Literature DB >> 11917014

Rhodobacter sphaeroides LexA has dual activity: optimising and repressing recA gene transcription.

Angels Tapias1, Silvia Fernández, Juan C Alonso, Jordi Barbé.   

Abstract

Transcription of the Rhodobacter sphaeroides recA promoter (P(recA)) is induced upon DNA damage in a lexA-dependent manner. In vivo experiments demonstrate that LexA protein represses and might also activate transcription of P(recA). Purified R.sphaeroides LexA protein specifically binds the SOS boxes located within the P(recA) region. In vitro transcription analysis, using Escherichia coli RNA polymerase (RNAP), indicated that the presence of LexA may stimulate and repress transcription of P(recA). EMSA and DNase I footprinting experiments show that LexA and RNAP can bind simultaneously to P(recA). At low LexA concentrations it enhances RNAP binding to P(recA), stimulates open complex formation and strand separation beyond the transcription start site.
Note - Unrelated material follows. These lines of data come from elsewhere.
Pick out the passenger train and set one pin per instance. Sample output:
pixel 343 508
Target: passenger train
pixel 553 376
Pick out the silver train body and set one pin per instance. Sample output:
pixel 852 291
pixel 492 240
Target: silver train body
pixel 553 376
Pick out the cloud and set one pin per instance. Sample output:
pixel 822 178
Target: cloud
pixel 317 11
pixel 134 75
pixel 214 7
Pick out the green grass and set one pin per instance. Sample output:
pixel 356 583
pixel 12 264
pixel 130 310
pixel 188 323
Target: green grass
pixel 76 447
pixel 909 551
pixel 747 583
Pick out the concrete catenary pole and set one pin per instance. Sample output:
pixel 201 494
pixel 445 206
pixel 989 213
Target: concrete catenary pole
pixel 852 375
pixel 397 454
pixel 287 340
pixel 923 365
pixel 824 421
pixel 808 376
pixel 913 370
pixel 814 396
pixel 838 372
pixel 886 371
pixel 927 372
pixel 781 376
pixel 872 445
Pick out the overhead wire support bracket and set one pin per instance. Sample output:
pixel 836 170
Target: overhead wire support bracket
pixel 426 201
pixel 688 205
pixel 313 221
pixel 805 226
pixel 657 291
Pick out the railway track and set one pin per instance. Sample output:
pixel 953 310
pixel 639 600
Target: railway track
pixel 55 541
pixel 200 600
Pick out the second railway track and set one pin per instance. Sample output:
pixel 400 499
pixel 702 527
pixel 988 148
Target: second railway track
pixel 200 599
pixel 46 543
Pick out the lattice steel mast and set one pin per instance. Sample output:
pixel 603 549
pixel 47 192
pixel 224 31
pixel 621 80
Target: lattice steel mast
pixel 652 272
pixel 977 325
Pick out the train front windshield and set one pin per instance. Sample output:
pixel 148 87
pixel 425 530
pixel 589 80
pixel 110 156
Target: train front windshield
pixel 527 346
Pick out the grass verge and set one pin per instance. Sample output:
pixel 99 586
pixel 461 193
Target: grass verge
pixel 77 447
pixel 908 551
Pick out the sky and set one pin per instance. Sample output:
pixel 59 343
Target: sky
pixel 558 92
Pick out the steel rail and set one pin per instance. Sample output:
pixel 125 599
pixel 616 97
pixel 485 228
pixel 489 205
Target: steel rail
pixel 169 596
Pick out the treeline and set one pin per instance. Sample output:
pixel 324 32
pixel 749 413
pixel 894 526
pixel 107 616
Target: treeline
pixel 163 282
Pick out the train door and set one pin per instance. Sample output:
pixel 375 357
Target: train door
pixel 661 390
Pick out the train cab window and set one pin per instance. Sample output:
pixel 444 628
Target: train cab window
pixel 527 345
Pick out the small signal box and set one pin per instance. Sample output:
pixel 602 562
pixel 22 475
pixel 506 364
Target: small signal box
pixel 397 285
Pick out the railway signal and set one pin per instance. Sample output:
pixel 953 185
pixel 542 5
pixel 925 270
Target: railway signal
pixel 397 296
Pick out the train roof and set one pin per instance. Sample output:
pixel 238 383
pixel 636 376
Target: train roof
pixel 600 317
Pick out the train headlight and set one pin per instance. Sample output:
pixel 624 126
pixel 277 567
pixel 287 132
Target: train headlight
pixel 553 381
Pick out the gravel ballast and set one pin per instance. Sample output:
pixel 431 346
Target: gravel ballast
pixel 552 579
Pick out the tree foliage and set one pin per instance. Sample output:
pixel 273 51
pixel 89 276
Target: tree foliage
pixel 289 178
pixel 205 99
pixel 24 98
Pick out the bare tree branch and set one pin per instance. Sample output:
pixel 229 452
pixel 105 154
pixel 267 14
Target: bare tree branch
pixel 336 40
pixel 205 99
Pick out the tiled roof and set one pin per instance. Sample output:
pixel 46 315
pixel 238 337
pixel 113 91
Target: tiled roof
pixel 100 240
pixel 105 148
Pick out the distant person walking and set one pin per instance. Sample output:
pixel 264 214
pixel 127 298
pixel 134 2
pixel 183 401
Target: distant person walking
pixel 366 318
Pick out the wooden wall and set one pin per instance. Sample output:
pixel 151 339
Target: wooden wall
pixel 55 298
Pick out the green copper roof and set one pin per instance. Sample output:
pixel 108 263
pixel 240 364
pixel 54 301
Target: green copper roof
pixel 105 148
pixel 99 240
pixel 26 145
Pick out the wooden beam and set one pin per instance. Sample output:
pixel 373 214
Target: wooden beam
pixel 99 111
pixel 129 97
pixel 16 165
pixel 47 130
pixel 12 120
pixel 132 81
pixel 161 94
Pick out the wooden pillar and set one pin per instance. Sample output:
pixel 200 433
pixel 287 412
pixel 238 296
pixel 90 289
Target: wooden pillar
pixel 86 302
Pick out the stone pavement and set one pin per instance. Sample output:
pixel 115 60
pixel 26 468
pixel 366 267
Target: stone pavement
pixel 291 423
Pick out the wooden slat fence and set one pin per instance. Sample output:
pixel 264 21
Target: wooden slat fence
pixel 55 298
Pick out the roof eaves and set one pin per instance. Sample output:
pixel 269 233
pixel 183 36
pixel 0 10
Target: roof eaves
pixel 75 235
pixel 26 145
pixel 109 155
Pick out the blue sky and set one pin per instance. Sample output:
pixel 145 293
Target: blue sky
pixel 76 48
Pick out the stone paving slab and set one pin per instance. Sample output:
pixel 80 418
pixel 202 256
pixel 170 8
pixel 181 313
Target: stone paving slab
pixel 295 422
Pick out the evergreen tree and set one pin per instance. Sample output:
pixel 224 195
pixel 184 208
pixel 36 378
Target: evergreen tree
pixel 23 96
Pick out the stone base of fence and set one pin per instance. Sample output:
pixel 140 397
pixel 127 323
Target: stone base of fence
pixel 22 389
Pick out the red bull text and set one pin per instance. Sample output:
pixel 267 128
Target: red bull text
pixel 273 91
At high LexA concentrations, however, RNAP-promoted strand separation is not observed beyond the +5 region. LexA might repress transcription by interfering with the clearance process instead of blocking the access of RNAP to the promoter region. Based on these findings we propose that the R.sphaeroides LexA protein performs fine tuning of the SOS response, which might provide a physiological advantage by enhancing transcription of SOS genes and delaying full activation of the response.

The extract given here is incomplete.